I have recently returned to boating after about 25 year break. For 15+ years prior to that I spent pretty much all my spare time 'mucking about' in sailing boats and much of it passing my experience on to others. I feel that I have a healthy respect for water and the sea.

Whilst a lot of that time was spent in, and as a qualified sports and rescue boat cox the latter arts in charge of, safety boats, I am now returning to pleasure motoring with a small inflatable and reasonably sized outboard.

As I have gained a health respect for water and the sea in my previous life, I now consider myself a novice in my new adventure.

I have been educated by others and educated myself in all things kill cord. When I collected my engine, my dealer reiterated the use of the kill cord, when I open the manual of my boat, I get safety advice including use of kill cord, when I look at transom of my boat, I get pictures telling me to use safety kit like life jackets and kill cords, when I open manual to my outboard, I get told to use kill cord, and even though the picture on my outboard does not show the use of the kill cord on the start/stop switch for its starting procedure, I am educated enough to know that I should use a kill cord to operate this.

I do not need any more education or pieces of paper to tell me or to prove to others that I need to use the kill cord even though I just bought a boat and I a couple of weeks I'm going to be wizzing (at max 6.5 knots) up and down a fast moving tidal river with a potential torrent of a river mouth.

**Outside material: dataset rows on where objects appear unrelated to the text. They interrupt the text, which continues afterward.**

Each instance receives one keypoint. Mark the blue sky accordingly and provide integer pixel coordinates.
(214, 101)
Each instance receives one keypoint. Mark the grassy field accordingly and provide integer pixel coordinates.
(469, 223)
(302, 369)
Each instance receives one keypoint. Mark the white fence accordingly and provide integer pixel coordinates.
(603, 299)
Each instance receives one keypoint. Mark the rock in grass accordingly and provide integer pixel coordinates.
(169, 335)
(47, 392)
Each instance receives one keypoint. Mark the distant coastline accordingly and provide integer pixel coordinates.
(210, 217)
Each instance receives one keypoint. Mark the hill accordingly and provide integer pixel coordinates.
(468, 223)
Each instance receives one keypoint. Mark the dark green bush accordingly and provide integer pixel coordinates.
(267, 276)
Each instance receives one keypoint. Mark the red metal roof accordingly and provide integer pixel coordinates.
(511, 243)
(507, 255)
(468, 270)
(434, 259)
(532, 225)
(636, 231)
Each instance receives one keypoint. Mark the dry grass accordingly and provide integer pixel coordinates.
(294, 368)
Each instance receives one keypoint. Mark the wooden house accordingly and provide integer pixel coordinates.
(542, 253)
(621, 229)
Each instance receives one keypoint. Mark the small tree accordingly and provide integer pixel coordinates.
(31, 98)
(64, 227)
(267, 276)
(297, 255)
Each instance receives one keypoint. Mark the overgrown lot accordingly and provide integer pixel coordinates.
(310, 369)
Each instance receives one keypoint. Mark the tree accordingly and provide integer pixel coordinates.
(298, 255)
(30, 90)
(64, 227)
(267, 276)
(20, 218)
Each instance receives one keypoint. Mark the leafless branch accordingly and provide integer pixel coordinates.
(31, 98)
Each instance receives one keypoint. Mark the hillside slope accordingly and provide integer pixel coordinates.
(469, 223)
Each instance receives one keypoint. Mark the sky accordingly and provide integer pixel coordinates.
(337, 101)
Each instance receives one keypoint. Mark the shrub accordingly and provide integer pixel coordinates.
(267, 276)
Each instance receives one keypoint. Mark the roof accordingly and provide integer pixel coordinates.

What makes the difference between someone using a kill cord or taking excessive risk, and someone else who might not, is respect for the sea, intuition, awareness of cause and consequence, and remembering to use it. All of those things can be present in people who just bought a boat or are fully qualified. But they can be equally missing from the same group of people.

Yes. People need to be educated, but the education for the things that would have prevented the recent tragedy is already there, along with freely available local knowledge. What was sadly missing, was either respect for the sea, intuition, awareness of cause and consequence or just simply a brief moment of absentmindness which no matter how well trained we are, can happen to us all.

Hopefully some good will have come from the high profile publicity of this accident and it will have reiterated to others the cause and consequence of not wearing a kill cord.

As for me not doing PB2 before taking to the water. There are some things in life where you need to try before you buy. This year, we will be keeping to our known limits and have prepared for some unknowns. Had i needed to get formal training, we would have been one family to miss out on the joys of boating. Next year, if we like boating as a family, it will be PB1 and 2.